2. How do I actually detect the silence? I would look at an appropriate number of the consecutive samples to check if they are all below some threshold. But how do I access the samples regardless of them being 8 or 16bit, mono or stereo etc.? Can I directly decode an MP3 frame?
3. After I have detected silence at say sample 10465, how do I map it back to the mp3 frame index to perform the cutting without re-encoding?
Here's the approach I'd recommend (which does involve re-encoding)
Use AudioFileReader to get your MP3 as floating point samples directly in the Read method
Find an open source noise gate algorithm, port it to C#, and use that to detect silence (i.e. when noise gate is closed, you have silence. You'll want to tweak threshold and attack/release times)
Create a derived ISampleProvider that uses the noise gate, and in its Read method, does not return samples that are in silence
Either: Pass the output into WaveFileWriter to create a WAV File and and encode the WAV file to MP3
Or: use NAudio.Lame to encode directly without a WAV step. You'll probably need to go from SampleProvider back down to 16 bit WAV provider first
BEFORE READING BELOW: Mark's answer is far easier to implement, and you'll almost certainly be happy with the results. This answer is for those who are willing to spend an inordinate amount of time on it.
So with that said, cutting an MP3 file based on silence without re-encoding or full decoding is actually possible... Basically, you can look at each frame's side info and each granule's gain & huffman data to "estimate" the silence.
Find the silence
Copy all the frames from before the silence to a new file
now it gets tricky...
Pull the audio data from the frames after the silence, keeping track of which frame header goes with what audio data.
Start writing the second new file, but as you write out the frames, update the main_data_begin field so the bit reservoir is in sync with where the audio data really is.
MP3 is a compressed audio format. You can't just cut bits out and expect the remainder to still be a valid MP3 file. In fact, since it's a DCT-based transform, the bits are in the frequency domain instead of the time domain.

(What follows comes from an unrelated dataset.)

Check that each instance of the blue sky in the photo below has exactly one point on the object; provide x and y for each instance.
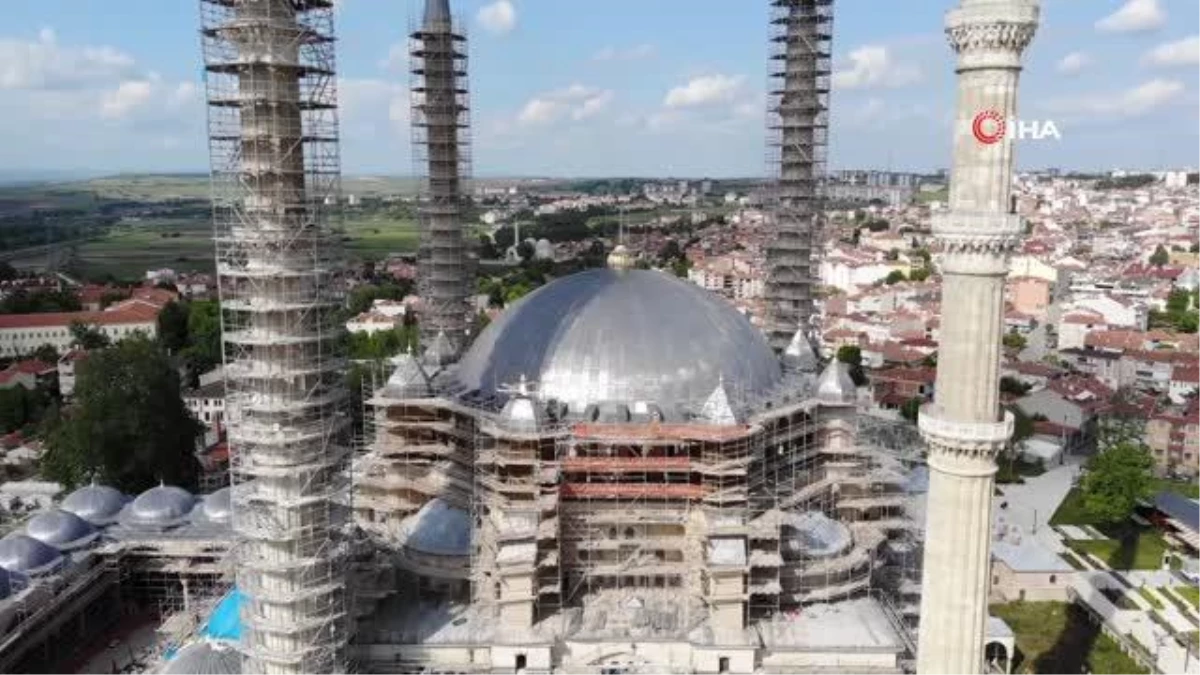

There simply are no bits for sample 10465. There's a frame which contains sample 10465, and there's a set of bits describing all frequencies in that frame.
Plain cutting the audio at sample 10465 and continuing with some random other sample probably causes a discontinuity, which means the number of frequencies present in the resulting frame skyrockets. So that definitely means a full recode. The better way is to smooth the transition, but that's not a trivial operation. And the result is of course slightly different than the input, so it still means a recode.
I don't understand why you'd want to read 20 seconds of audio anyway. Where's that number coming from? You usually want to read everything.
Sound is a wave; it's entirely expected that it crosses zero. So being close to zero isn't special. For a 20 Hz wave (threshold of hearing), zero crossings happen 40 times per second, but each time you'll have multiple samples near zero. So you basically need multiple samples that are all close to zero, but on both sides. 5 6 7 isn't much for 16 bits sounds, but it might very well be part of a wave that will have a maximum at 10000. You really should check for at least 0.05 seconds to catch those 20 Hz sounds.
Since you detected silence in a 50 millisecond interval, you have a "position" that's approximately several hundred samples wide. With any bit of luck, there's a frame boundary in there. Cut there. Else it's time for reencoding.